Publié le 22 février 2023
SOCIAL
Dans les plantations de thé fournissant Lipton, le scandale des abus sexuels
"Le vrai coût de notre thé". Voilà le nom de l'enquête terrifiante que vient de publier la BBC. Une journaliste sous couverture a intégré des plantations kényanes qui fournissent du thé à des marques comme Lipton. Elle a recueilli les témoignages de dizaines de femmes victimes d'abus sexuel de leurs supérieurs. La journaliste elle-même a été victime de harcèlement sexuel alors que plusieurs responsables ont été suspendus depuis les révélations.

LUIS TATO / AFP
C’est un scandale d’ampleur que vient de révéler la BBC. Dans une enquête publiée le 20 février, la chaine britannique a recueilli les témoignages de nombreuses femmes victimes d’abus sexuels dans des plantations de thé au Kenya. Les plantations pointées du doigt appartiennent à Lipton Teas and Infusion, qui était il y a peu une filiale du géant britannique de l'agroalimentaire et des produits d'hygiène Unilever, ainsi qu'à sa compatriote James Finlay, filiale du conglomérat Swire.

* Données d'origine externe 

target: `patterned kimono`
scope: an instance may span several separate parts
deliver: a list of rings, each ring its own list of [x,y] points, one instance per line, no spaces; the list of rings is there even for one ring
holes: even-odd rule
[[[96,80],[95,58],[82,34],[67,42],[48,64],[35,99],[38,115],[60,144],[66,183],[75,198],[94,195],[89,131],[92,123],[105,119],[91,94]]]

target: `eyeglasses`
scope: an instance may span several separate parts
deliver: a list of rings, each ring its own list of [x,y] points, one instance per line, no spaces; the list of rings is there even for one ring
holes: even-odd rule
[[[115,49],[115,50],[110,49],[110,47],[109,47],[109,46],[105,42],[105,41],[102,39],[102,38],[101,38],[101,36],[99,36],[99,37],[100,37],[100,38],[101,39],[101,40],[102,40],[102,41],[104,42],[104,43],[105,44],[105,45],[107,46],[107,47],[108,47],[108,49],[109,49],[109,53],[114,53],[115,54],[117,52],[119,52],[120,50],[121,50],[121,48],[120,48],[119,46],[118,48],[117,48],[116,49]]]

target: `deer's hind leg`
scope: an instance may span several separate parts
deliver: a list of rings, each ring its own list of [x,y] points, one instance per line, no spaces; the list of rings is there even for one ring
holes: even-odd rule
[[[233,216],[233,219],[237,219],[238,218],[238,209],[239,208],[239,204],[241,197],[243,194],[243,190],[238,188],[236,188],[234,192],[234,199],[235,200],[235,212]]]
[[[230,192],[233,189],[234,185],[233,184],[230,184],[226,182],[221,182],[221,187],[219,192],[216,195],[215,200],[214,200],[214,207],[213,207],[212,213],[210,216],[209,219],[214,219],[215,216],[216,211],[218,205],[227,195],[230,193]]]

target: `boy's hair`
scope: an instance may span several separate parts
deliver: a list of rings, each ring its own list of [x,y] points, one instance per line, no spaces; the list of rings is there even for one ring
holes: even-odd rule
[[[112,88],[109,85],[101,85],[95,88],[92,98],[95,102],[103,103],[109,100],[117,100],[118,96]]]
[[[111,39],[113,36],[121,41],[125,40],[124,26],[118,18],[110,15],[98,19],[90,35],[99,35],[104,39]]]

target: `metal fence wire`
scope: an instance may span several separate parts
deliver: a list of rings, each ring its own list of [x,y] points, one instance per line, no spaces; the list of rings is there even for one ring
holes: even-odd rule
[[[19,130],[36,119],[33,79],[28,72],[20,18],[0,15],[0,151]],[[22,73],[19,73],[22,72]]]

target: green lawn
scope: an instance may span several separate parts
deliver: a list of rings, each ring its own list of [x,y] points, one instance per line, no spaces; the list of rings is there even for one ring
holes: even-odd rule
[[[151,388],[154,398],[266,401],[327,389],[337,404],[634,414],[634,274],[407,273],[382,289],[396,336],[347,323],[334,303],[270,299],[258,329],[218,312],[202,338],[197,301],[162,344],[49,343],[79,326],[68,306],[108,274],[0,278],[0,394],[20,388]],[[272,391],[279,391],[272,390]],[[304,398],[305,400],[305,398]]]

"Plus de 70 femmes dans des plantations de thé kényanes détenues pendant des années par deux sociétés britanniques ont raconté à la BBC avoir été abusées sexuellement par leurs supérieurs", a rapporté la chaîne britannique sur son site internet. Selon les témoignages recueillis par la BBC, plusieurs victimes ont affirmé n'avoir d'autre choix que de céder aux exigences sexuelles de leurs patrons pour obtenir ou conserver leur emploi.
Viol d'une jeune fille de 14 ans
L'une d'elles dit avoir été infectée par le VIH, tandis que d'autres sont tombées enceintes, selon cette enquête de BBC Africa Eye/Panorama. Un responsable est accusé d'avoir violé une jeune fille de 14 ans qui vivait dans l'une des plantations. "Katy", une journaliste sous couverture, a également subi du harcèlement sexuel de la part de deux supérieurs. L’un des recruteurs de l’entreprise James Finlay & Co l’a plaquée contre une fenêtre en lui demandant de se déshabiller. "Katy a également été victime de harcèlement sexuel lorsqu'elle était sous couverture dans une ferme, qui était à l'époque dirigée par Unilever", note la BBC.
Unilever, dont la vente de ses opérations au Kenya est intervenue pendant le tournage, s'est dit "profondément choqué par les allégations du programme de la BBC", dans une déclaration transmise à l'AFP. "Nous avons travaillé dur pendant de nombreuses années pour résoudre les problèmes très graves de violence sexuelle et sexiste contre les femmes dans l'industrie du thé", a poursuivi le groupe, se disant "très déçu" que cela n'ait pas suffi à prévenir les abus rapportés.
Suspension des managers
Nathalie Roos, directrice générale du nouveau propriétaire Lipton Teas and Infusions assure de son côté "avoir immédiatement suspendu les managers" mis en cause et ordonné une "enquête complète et indépendante", pour qu'à l'avenir "tout cas de violence ou d'abus soit détecté, signalé et résolu". "La sécurité des femmes" travaillant dans le secteur "me tient particulièrement à cœur", a-t-elle ajouté, se disant elle aussi "choquée et consternée".
"Il n'y a pas de place pour les abus sexuels ou le harcèlement dans notre entreprise", a pour sa part réagi James Woodrow, directeur général de James Finlay, assurant avoir suspendu et signalé à la police deux personnes mises en cause. Le groupe ajoute avoir commandé des enquêtes indépendantes pour examiner "à la fois les allégations spécifiques du documentaire ainsi que notre approche pour prévenir la violence sexuelle" et mettre un terme à de telles pratiques.
Unilever a concrétisé en juillet la vente pour 4,5 milliards d'euros de sa division de thés qui comprend 34 marques dont Lipton, Tazo et Pukka, au fonds CVC Capital Partners. Cette entité désormais basée aux Pays-Bas a depuis pris le nom de "Lipton Teas and Infusions".